Opinions on Corbyn have always been divided, even within his own party. David Miliband, a former hopeful for the leadership position of the Labour party, dubbed Corbyn as ‘unelectable’ last year. It is undeniable that Jeremy Corbyn is as left-wing of a leader as Labour has had in a long time. Despite it being an inherently socialist party, Labour has been central (Or perhaps even right of centre) politically since at least the nineties, and it’s Corbyn’s hard-left approach that has some of his own party members turned against him. Mainstream media has similarly painted him as too radical to ever be elected. According to Miliband, ”Labour’s move to the left was a mistake” and has put them at the biggest disadvantage in a long time
Former Labour Prime Minster, Tony Blair, has also implied Corbyn’s lack of electability this week, telling the shadow PM to put party allegiances aside in favour of focusing on Brexit. According to Blair, Corbyn is too committed to his leftist value’s to deliver a successful Brexit plan, and that his election plan ‘risks failure’.
So, according to Tony Blair and David Miliband, Jeremy Corbyn is too unshakably left to be elected in our current political climate. Are they right? It’s tough to say. After the blunders of the last Labour government under Gordon Brown, you could say Labour may never be elected again. Furthermore, with the rising conservatism amongst young people, Labour might not be getting the liberal youth votes they predict. However, Blair and Miliband are not ones to talk about the left. Firstly, Miliband wants a return to the Blairite Era. Blair, despite being the leader of the Labour party from 1983 to 2007, is known to be distinctly right-wing, or at least right of centre. It was Blair himself who developed (under the pressure of Thatcher, you could say) ‘New Labour’, the right of centre party that it was before Corbyn took over and set it back to it’s left wing roots. So, of course, Blair would think him too left to be electable, as he abandoned his parties values in favour of being ‘more electable’ when in fact he just buoyed a political system where the two leading partied are more alike than different.

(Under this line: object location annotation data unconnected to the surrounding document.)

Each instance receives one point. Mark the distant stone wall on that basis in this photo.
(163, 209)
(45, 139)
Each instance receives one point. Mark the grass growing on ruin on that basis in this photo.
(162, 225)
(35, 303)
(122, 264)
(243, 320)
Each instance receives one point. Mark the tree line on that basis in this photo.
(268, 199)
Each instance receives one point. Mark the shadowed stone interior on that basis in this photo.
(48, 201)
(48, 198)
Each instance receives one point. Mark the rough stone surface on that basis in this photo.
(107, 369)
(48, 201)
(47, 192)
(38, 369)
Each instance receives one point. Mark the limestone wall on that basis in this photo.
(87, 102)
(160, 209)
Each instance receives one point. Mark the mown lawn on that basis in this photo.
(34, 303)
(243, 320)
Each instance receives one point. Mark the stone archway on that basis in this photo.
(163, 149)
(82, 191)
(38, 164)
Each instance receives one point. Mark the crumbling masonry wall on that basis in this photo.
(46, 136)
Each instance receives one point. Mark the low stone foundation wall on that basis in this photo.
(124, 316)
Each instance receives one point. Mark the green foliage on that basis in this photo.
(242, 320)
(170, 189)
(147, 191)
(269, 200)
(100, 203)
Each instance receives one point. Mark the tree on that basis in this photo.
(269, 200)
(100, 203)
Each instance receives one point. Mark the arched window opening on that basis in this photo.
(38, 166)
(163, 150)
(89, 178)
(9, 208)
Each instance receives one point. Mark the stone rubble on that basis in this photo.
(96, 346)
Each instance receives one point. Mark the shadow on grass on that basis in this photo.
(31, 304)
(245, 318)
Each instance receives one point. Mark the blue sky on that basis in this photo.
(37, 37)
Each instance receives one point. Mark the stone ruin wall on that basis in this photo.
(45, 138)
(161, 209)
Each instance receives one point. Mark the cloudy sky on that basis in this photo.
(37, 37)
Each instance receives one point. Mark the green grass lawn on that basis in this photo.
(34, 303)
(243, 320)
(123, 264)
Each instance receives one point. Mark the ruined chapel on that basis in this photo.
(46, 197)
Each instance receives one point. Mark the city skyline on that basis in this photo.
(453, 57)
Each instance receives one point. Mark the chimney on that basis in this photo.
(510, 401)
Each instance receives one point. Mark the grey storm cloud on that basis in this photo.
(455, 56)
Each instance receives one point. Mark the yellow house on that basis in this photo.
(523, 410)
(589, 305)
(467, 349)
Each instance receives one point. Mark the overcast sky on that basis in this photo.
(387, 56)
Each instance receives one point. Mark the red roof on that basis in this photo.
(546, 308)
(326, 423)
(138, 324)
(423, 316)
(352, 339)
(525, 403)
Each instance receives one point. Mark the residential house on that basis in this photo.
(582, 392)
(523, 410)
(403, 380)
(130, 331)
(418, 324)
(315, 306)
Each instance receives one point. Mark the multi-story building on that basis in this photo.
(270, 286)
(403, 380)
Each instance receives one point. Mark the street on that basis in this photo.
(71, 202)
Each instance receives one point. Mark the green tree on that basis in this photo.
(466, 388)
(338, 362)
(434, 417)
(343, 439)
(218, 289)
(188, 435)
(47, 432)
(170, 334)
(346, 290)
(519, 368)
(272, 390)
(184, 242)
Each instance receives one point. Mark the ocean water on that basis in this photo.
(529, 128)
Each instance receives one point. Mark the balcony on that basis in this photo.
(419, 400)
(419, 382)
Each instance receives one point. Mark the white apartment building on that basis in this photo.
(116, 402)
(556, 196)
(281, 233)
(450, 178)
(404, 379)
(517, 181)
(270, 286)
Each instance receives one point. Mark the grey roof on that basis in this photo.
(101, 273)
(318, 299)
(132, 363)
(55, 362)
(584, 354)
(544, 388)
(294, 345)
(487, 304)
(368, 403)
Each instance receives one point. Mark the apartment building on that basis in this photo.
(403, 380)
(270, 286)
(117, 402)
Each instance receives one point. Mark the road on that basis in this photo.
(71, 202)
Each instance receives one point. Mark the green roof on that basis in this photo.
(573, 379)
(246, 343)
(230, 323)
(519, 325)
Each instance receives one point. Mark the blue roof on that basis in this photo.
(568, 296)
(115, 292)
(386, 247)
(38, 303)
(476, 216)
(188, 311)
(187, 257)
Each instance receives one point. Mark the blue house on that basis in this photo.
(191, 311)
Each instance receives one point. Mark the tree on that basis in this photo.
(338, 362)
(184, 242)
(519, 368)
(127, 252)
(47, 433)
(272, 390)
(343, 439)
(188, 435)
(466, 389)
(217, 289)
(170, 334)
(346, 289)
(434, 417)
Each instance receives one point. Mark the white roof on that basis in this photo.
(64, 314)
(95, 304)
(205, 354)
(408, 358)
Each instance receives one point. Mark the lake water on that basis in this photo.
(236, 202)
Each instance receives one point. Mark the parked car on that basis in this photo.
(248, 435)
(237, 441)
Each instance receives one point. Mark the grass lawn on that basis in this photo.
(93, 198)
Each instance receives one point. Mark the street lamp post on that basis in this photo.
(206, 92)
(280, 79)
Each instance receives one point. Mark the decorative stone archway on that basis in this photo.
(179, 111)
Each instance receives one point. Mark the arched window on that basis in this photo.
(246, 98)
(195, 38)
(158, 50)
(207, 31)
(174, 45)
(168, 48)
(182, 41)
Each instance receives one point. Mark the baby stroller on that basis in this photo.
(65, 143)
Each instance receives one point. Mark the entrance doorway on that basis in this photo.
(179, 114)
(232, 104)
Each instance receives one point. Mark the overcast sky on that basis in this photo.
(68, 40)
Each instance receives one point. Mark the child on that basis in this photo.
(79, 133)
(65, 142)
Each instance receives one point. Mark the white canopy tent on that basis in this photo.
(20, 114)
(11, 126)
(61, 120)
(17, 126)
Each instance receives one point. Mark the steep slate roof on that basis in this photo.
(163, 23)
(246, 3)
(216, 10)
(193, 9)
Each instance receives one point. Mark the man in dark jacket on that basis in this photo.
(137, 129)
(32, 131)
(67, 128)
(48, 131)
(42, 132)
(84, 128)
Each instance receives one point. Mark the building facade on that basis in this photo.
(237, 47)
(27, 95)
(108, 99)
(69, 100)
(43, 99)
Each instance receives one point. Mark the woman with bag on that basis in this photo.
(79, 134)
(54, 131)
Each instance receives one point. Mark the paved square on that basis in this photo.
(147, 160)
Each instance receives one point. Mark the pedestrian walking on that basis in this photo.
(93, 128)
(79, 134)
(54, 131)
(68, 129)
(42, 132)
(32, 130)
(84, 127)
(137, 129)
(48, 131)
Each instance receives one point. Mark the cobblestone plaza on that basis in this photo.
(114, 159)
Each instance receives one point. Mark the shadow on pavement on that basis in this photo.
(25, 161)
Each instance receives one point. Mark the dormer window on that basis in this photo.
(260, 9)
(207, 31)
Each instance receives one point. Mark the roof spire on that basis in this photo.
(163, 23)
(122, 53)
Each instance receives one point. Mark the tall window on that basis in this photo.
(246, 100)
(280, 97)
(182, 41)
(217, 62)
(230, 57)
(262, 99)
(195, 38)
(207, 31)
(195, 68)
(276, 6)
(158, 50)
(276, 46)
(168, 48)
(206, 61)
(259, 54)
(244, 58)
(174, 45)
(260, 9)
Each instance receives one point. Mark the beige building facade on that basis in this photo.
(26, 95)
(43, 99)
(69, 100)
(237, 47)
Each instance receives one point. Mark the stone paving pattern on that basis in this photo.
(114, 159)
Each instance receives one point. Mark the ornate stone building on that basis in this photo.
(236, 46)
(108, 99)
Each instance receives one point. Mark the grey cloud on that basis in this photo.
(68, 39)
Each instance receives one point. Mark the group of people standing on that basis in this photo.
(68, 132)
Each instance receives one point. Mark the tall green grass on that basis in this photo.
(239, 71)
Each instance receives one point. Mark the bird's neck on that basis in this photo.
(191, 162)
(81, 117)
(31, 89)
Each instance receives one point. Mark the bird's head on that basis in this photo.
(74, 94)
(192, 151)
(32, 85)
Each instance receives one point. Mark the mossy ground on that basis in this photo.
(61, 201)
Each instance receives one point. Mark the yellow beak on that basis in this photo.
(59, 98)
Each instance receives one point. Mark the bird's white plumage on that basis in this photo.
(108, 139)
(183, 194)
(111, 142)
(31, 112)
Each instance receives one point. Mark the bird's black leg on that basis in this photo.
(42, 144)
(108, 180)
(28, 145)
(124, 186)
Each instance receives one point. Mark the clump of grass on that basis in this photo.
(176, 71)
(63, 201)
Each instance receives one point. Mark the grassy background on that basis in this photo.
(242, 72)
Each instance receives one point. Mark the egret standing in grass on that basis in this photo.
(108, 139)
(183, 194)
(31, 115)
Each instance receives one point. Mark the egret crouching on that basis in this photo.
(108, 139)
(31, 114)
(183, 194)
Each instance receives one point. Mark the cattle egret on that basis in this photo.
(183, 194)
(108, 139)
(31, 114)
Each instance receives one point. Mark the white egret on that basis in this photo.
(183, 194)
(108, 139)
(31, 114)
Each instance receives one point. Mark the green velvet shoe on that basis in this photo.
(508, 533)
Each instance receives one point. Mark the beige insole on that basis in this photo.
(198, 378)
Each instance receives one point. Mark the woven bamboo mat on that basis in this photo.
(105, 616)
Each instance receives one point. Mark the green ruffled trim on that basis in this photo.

So Jeremy Corbyn is unelectable according to the right wing. Obviously. Though it simply does not make sense to call the leader of the left-wing UK party ‘too left wing’ to be elected. He is electable for his political experience, his policies and the fact that he is the first Labour leader in a long time to stay true to the origins of his party, the working man’s party. The answer to the question is simple: You don’t have to elect him, but he is electable.